Glad to be out of the warmth of the sun, I was leaning against a thick pane of glass that separated us from Baru, a 17-foot saltwater crocodile that inhabits a modest-size pool, when three dollops of thought came to me: That Baru’s tail was nearly as long as the rest of his body; that he represents a connection to the time of dinosaurs; and that my relationship with Baru would have become quite different if the zoo staff had temporarily removed the pane of glass that separated us.

I have opinions about what happened in Cincinnati, none of which add to what has already been said.

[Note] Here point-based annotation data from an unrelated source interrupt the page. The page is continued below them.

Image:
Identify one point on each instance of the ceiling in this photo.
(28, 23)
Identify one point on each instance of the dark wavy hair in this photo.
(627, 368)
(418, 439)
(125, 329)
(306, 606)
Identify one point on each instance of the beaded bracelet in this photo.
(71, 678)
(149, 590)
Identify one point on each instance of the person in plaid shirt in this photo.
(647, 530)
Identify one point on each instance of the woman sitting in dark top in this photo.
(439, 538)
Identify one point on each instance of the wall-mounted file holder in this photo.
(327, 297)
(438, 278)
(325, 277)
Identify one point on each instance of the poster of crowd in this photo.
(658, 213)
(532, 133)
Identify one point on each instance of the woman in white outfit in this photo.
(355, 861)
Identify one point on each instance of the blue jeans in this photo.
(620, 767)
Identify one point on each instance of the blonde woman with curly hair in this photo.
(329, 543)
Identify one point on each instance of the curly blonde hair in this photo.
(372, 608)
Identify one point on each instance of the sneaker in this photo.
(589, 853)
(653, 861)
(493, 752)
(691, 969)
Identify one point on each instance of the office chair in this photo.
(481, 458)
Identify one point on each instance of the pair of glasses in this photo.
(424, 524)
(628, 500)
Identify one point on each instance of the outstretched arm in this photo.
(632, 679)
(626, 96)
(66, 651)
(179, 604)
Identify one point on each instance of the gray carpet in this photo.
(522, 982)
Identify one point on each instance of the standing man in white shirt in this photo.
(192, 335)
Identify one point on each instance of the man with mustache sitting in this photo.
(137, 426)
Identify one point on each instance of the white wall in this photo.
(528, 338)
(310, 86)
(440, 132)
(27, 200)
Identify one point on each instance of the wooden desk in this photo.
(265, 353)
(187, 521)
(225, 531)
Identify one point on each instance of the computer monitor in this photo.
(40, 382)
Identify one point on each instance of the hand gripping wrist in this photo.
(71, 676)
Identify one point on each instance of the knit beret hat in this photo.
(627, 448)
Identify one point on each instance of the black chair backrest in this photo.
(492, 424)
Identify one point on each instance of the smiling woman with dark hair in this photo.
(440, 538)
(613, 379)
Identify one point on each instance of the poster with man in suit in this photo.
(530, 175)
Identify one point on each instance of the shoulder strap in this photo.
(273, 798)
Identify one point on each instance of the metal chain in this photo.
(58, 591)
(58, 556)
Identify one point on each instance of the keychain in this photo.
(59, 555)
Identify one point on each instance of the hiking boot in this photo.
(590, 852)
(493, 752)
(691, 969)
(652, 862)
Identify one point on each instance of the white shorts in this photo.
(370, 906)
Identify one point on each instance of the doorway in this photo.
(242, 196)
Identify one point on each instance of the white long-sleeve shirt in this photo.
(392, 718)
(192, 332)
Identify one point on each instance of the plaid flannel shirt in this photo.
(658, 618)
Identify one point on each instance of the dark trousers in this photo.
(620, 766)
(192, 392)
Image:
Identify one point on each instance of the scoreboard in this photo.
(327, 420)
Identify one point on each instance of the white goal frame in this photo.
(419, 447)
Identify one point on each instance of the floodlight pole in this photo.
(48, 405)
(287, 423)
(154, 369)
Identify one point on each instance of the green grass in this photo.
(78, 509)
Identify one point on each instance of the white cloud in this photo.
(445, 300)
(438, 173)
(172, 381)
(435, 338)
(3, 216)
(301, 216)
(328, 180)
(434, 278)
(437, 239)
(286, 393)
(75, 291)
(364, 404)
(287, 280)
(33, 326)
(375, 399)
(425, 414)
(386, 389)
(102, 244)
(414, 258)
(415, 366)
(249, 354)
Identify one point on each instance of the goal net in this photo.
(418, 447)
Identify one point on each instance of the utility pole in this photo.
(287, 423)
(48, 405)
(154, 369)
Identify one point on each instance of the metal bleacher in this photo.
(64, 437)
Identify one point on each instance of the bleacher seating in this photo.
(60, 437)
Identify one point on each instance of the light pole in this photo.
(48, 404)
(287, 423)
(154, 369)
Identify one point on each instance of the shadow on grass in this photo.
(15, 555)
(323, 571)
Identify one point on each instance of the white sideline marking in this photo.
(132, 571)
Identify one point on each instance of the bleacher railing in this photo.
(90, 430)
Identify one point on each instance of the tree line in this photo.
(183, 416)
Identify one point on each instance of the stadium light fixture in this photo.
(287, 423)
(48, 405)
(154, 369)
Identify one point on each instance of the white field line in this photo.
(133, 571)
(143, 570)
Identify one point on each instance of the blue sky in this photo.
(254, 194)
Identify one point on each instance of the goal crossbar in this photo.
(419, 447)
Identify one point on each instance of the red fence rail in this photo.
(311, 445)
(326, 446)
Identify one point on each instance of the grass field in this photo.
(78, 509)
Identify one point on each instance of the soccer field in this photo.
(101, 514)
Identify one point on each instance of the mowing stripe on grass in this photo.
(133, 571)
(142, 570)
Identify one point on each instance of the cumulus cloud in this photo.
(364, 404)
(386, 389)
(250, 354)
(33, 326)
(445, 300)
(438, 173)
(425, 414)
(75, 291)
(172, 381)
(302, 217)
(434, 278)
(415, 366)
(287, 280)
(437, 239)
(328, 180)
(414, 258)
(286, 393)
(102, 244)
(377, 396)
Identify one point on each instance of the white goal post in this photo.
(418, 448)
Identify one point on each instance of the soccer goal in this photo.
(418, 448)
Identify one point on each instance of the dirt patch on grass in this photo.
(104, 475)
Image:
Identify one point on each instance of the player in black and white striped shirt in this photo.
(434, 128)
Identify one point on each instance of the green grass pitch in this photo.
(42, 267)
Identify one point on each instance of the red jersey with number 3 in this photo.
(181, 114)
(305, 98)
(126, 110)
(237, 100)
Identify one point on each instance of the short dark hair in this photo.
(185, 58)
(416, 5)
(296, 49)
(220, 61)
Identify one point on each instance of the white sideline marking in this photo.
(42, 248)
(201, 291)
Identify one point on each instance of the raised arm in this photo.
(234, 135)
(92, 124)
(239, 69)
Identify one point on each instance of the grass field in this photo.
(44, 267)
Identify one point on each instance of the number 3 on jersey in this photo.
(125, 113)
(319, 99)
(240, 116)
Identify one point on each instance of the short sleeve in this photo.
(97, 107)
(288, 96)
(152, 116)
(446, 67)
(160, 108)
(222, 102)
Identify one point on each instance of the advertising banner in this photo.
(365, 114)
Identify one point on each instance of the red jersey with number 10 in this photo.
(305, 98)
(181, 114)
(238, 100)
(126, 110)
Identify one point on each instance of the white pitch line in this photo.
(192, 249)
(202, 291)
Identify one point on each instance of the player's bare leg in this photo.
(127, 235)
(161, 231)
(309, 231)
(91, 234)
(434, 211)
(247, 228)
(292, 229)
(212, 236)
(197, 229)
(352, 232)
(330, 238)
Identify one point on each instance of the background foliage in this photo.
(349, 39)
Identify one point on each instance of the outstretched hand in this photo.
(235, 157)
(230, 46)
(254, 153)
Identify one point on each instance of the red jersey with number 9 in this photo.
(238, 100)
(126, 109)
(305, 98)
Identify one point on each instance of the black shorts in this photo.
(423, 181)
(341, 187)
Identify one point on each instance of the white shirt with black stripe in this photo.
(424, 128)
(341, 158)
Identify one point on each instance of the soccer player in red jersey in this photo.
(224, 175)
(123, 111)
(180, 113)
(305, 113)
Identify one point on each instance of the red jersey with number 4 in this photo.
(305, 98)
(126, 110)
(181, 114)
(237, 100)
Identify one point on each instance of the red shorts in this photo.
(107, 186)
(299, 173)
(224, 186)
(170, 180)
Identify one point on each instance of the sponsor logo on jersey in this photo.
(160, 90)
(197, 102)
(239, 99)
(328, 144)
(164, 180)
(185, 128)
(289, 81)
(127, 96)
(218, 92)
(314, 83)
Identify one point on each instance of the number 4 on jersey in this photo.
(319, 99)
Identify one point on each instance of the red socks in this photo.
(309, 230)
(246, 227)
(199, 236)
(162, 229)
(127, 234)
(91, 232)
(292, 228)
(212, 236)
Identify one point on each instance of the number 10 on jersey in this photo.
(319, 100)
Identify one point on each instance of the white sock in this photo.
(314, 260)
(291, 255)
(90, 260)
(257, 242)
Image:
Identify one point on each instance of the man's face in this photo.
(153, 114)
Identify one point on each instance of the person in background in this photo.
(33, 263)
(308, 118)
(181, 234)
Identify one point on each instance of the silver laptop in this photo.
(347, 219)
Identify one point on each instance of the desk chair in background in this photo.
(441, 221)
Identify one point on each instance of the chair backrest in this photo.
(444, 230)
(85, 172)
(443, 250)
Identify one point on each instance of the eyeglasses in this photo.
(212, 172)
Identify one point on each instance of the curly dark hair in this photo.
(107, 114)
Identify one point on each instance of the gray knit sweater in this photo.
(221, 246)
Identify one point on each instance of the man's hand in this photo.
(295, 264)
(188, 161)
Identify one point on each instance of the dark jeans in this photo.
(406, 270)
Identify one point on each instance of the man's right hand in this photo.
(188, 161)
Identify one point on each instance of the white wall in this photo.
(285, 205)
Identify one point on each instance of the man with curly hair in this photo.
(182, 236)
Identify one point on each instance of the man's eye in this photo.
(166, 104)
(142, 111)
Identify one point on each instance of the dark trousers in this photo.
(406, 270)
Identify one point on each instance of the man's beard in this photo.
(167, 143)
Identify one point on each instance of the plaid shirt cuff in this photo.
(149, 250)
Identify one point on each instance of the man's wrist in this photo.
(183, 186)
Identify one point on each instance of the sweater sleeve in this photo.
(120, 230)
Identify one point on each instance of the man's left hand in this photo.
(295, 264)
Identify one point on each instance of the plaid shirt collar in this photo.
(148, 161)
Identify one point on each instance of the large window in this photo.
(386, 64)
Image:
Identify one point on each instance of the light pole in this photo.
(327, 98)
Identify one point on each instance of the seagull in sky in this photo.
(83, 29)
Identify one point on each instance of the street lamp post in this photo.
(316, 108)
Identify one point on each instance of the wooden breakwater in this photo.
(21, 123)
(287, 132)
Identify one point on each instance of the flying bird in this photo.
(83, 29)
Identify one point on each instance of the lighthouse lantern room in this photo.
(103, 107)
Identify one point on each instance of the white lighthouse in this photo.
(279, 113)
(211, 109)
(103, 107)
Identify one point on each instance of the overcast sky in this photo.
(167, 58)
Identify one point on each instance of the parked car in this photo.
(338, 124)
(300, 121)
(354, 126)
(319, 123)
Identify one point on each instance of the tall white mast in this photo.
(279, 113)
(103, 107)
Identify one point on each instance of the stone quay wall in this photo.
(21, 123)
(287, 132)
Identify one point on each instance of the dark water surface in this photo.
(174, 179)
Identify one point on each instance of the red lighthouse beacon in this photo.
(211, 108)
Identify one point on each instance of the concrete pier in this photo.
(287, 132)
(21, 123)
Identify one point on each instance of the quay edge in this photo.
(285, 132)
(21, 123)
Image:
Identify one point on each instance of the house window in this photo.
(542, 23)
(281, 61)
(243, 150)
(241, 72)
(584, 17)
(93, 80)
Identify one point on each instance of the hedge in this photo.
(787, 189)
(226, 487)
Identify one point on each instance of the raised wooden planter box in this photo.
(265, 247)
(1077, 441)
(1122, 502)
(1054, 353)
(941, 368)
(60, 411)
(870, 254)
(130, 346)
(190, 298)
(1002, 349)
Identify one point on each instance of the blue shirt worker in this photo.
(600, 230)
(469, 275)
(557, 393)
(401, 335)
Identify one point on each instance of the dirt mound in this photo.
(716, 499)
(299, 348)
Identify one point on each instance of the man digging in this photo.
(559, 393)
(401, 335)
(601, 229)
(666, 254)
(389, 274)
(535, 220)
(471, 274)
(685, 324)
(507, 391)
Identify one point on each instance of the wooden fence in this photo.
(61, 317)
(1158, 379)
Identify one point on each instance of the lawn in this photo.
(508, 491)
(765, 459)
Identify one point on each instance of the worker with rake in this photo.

To satisfy the curious, I’ll mention three: 1) The child had to be saved at any cost. 2) Legislation instantly envisioned that would have held the parents responsible for the gorilla’s death should be a reviewed by a committee of parents who, even for a moment, have lost track of a child while shopping. 3) The loss of the Lowland gorilla Harembe was, of course, a great misfortune. 4) A thorough investigation seems both forthcoming and necessary.

More interesting to me than any of these things is how different the public reaction to the event is than it would have been 30 years ago, a difference I think reflects a re-ordering in the way we see the complex relationships between humans and other animals, the most important of which happen outside of zoos.

Last month, I was taken aback by a story about how those working to save endangered rhinoceroses are now sawing the horns off of them to slow the pace at which poachers kill them. I suspect what once would have been considered mutilation is seen as a last defense against the power of human greed and cultural practice in the face of extinction.

No less shocking to the public of 30-years-ago would have been the announcement made in January that Barnum & Bailey Circus will discontinue its elephant acts earlier than planned because of a concern for the animals. In the old days, a circus without elephants would have been, well, not a circus at all, and the animals’ welfare would simply not have been considered.

Related to the issue of extinction is the extent to which zoos and their breeding programs — of which the Cincinnati Zoo’s gorilla Harambe was a part — have become part of a stopgap program to sustain biodiversity in the face of the habitat destruction that seems to be the engine powering the extinction train.

Despite its much more dramatic consequences, this more widespread threat to animals seems not to power the kind of outrage expressed after the death of a single animal in a zoo.

Another change from our society of 30 years ago: The extent to which companion pets that contribute so much to human well-being have risen to the status of family members and inform our treatment toward animals as a whole. It’s a phenomenon at times that seems to inject the reaction to animal mistreatment with a greater passion than the mistreatment of vulnerable and often marginalized humans — also driven by greed and cultural practice.

A parallel factor in our changing attitudes is changed technology of longer standing: Internal combustion engines that have made us less dependent on hoofed horse and oxen power have us valuing animals for something other than their utility in performing labor.

Although some will roll their eyes at the mere mention of People for the Ethical Treatment of Animals, the organization has stubbornly posed a fundamental question to a society in these changed circumstances: The extent to which humans are obligated to consider the view from the other side of the zoo’s glass — or the dinner plate — in deciding how we value and treat other animals.

In the event I’ve not angered people on all sides of the question, I’ll mention something that might vex those who view zoos as animal prisons: The extent to which the excitement Atticus and other children feel at zoos encourages in them a sense of connection and sympathy for the animals otherwise unavailable to them.

To me, watching all the changes unfold is like trying to watch the Indianapolis 500 through a pair of binoculars in which clear glass lenses have been replaced with prisms that reflect the accelerating changes from all points of view in real time.

It makes me wonder how differently we human will see these things 30 Memorial Days from now and what the consequences will be for other animals.